Ed Owen, a hardware engineer who spent years working on Microsoft’s Xbox, joined Valve in 2012, drawn by the opportunity to build something new. He helped design Valve’s first hardware lab, spending millions of dollars on cutting-edge machinery as the company started building its own game controllers, computers and virtual reality headset prototypes.
Eight months into the job, he was called into a room with a lawyer and a human resources employee and laid off. He says he was told “you’re not a Valve person”.
“If you’re in the right group, Valve is a great place to work,” Owen says. If you’re not, “it’s a struggle every day”.
To gauge employee performance and determine pay rises, Valve asks employees for anonymous feedback on their peers. And when Valve lost its lease on its office space, the company polled employees on where they wanted to move.
Newell, speaking generally, says Valve’s way of work isn’t for everybody.

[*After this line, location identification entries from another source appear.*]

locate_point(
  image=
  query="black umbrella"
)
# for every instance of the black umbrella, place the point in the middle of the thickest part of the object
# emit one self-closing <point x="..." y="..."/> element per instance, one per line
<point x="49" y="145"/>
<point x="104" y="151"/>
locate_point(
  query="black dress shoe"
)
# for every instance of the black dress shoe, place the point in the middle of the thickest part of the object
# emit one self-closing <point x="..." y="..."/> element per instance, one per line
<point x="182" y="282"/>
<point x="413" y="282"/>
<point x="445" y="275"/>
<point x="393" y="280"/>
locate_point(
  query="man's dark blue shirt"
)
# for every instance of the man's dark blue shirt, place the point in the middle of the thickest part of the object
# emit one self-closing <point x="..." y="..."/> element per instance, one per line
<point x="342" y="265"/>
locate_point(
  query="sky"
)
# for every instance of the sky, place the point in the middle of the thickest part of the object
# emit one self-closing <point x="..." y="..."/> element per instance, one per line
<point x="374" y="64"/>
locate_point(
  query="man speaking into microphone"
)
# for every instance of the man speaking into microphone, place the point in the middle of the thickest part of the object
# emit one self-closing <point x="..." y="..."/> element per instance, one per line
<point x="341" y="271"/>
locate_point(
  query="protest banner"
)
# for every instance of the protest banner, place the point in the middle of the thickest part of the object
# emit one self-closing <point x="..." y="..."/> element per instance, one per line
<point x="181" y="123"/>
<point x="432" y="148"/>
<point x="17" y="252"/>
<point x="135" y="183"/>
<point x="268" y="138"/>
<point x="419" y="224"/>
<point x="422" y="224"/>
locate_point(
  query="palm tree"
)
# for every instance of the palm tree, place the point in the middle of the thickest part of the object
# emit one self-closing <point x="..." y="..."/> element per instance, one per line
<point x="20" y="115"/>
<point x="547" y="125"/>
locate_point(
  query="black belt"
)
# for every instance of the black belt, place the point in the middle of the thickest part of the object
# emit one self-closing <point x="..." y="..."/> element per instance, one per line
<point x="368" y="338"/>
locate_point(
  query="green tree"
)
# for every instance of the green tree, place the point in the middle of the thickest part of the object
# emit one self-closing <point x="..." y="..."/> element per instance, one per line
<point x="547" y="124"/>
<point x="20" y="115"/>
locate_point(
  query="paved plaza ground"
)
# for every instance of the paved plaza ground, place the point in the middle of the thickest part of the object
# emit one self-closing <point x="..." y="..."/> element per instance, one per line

“Everybody thinks that they want a lot of autonomy and to be self-directed,” he says. “It turns out a lot of people don’t. You can have really capable, successful developers who won’t work well in this environment.”
The search for the unconventional has bled into Valve’s hiring. The company’s core is made up of experienced game designers, but Valve has a reputation for bringing in employees from outside the industry – from self-taught electrical engineers to animators and economists.
Valve began in 1996 when Newell and Michael Harrington, two Microsoft millionaires, left the company to build a game studio.
Their first game, Half-Life, was a hit, helping establish the first-person shooter as the industry’s most popular genre. Harrington left soon after the release. Subsequent titles such as Half-Life 2 and the Portal series are regarded as masterworks of game design.
Today, Valve is better known for Steam, launched in 2003. In exchange for a 30 per cent cut of sales, Valve offers Steam as a platform for other developers to sell their own games.
The launch was well timed. Broadband internet coverage was expanding, making it more practical to download large video game files instead of buying a physical disk. And the competition – the brick-and-mortar stores that sold PC software – was struggling.
Steam has grown into the biggest retailer in PC gaming. Today it accounts for as much as 50 per cent of downloaded PC game sales, analysts estimate.
Valve made its first US$1 billion in annual revenue in 2012, according to a former employee, and industry analysts estimate that today Steam, on its own, brings in well more than US$1 billion a year.
Valve declined to comment on the figures, but the cash has fuelled a range of experiments that pushed video gaming’s frontiers, from virtual reality headsets to free-to-play games.
Observers say Valve’s success comes, in part, from patience. “Valve time” is a running joke in the industry, referring to the company’s tendency to miss publicly announced deadlines.
That freedom helps the company to get things right. Unlike rivals Electronic Arts or Activision Blizzard, Valve has no outside investors to answer to at the end of each quarter.
“They don’t worry about moment-to-moment; they worry about year-to-year,” says Jeff Pobst, former Valve employee and now boss of game studio Hidden Path Entertainment. “They are always asking the question: ‘Is this really the right thing to do?’”
One part of their legacy that Valve regularly addresses is Newell’s future. In job interviews, Valve applicants often ask if the venerable CEO plans to stick around for long. The answer, the company says, is yes.
Newell doesn’t appear to have time to think about retiring.
“Every once in a while someone will say ‘Shouldn’t we celebrate this milestone,’ and everybody else goes ‘No, we should actually get more work done’,” Newell says. “There’s cool stuff we haven’t done yet.”